Pour l’instant, l’expérience de Rodgers dans la LCF reste minime, mais il a inscrit un touché dès son premier match et un impact étincelant pourrait lui valoir une opportunité de renouer avec la NFL. 

« Présentement, je ne me soucie pas de cette possibilité, je me concentre sur mon boulot avec les Alouettes. Tout le monde aimerait cela, mais on verra d’abord comment ma saison se déroulera », a noté Rodgers qui est persuadé qu’il aurait pu s’établir au sud de la frontière sans une grave blessure subie au genou gauche avec les Beavers d’Oregon State au niveau universitaire.  

Avant cet incident, le parcours de Rodgers avec OSU rimait avec le bonheur puisque Jacquizz est venu l’y rejoindre et ils ont chacun brillé dans cet uniforme.   

« La chose amusante, c’est que je jouais comme porteur de ballon quand j’étais plus jeune. Durant notre parcours scolaire, il est arrivé comme un petit phénomène donc ils m’ont déplacé comme receveur et lui a été muté comme porteur de ballon », s’est souvenu James, 25 ans, avec le sourire.  

Pendant son association avec les Falcons, James a pu regarder plusieurs parties de son frère. Cette saison, il ne serait pas impossible que Jacquizz lui rende la pareille lors de la semaine de congé des siens à la fin octobre et constate son potentiel dans la LCF.  

« Il démontre aussi beaucoup de force pour éviter les plaqués avec son bras libre (stiff arm). De plus, il se débrouille très bien comme receveur donc les autres équipes sont mieux de se méfier si elles pensent qu’il peut seulement effectuer des balayages », a précisé Higgins sur celui qui a déjà enregistré un temps de 10,33 secondes au 100 mètres.   

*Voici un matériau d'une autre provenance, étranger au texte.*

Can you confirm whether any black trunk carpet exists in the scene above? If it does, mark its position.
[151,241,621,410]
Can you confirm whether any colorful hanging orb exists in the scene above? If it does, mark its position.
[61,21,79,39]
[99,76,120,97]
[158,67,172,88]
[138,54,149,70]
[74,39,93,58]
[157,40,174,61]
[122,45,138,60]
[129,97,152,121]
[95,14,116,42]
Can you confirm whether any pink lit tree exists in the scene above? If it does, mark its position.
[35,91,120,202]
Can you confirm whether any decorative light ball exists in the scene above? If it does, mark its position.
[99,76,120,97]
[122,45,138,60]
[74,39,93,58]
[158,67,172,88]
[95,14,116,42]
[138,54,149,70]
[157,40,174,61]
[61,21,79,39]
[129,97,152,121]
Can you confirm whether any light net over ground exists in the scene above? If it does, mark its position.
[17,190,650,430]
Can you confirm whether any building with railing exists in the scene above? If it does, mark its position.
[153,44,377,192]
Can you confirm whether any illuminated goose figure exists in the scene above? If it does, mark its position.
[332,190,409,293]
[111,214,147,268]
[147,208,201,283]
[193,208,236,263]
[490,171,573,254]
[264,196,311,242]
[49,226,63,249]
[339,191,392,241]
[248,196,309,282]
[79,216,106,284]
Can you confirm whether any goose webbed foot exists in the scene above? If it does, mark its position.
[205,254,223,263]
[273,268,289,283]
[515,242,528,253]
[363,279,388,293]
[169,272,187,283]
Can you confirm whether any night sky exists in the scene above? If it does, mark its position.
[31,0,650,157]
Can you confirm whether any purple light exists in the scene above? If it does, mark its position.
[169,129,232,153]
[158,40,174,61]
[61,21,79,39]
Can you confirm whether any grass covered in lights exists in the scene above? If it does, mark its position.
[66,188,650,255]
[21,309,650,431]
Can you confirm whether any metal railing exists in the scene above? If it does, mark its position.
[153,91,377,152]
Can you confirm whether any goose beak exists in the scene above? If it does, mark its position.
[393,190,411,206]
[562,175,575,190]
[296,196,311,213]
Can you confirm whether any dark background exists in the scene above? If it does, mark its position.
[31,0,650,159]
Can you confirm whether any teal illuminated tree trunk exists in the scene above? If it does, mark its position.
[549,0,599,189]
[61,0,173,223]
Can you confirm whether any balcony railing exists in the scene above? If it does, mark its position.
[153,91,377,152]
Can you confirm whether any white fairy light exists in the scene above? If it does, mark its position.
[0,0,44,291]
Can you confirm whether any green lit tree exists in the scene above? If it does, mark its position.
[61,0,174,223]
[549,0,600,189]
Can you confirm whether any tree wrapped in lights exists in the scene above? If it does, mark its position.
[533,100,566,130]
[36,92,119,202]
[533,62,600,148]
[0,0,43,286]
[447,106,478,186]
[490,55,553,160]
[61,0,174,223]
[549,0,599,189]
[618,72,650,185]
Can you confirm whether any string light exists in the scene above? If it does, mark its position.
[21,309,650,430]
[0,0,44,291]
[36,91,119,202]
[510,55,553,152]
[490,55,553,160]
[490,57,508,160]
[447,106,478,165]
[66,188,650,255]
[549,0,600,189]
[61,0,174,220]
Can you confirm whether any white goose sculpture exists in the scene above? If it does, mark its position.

Le père de James et Jacquizz a raté son rôle avec ses fils, mais il leur a tout de même demandé de ne jamais suivre son « mauvais » exemple. Cette leçon, les deux amoureux du football l’ont retenue en démontrant que les ennuis de l’enfance peuvent être surmontés. Une fois sa carrière terminée, James entend même devenir analyste sportif à la télévision ou entraîneur.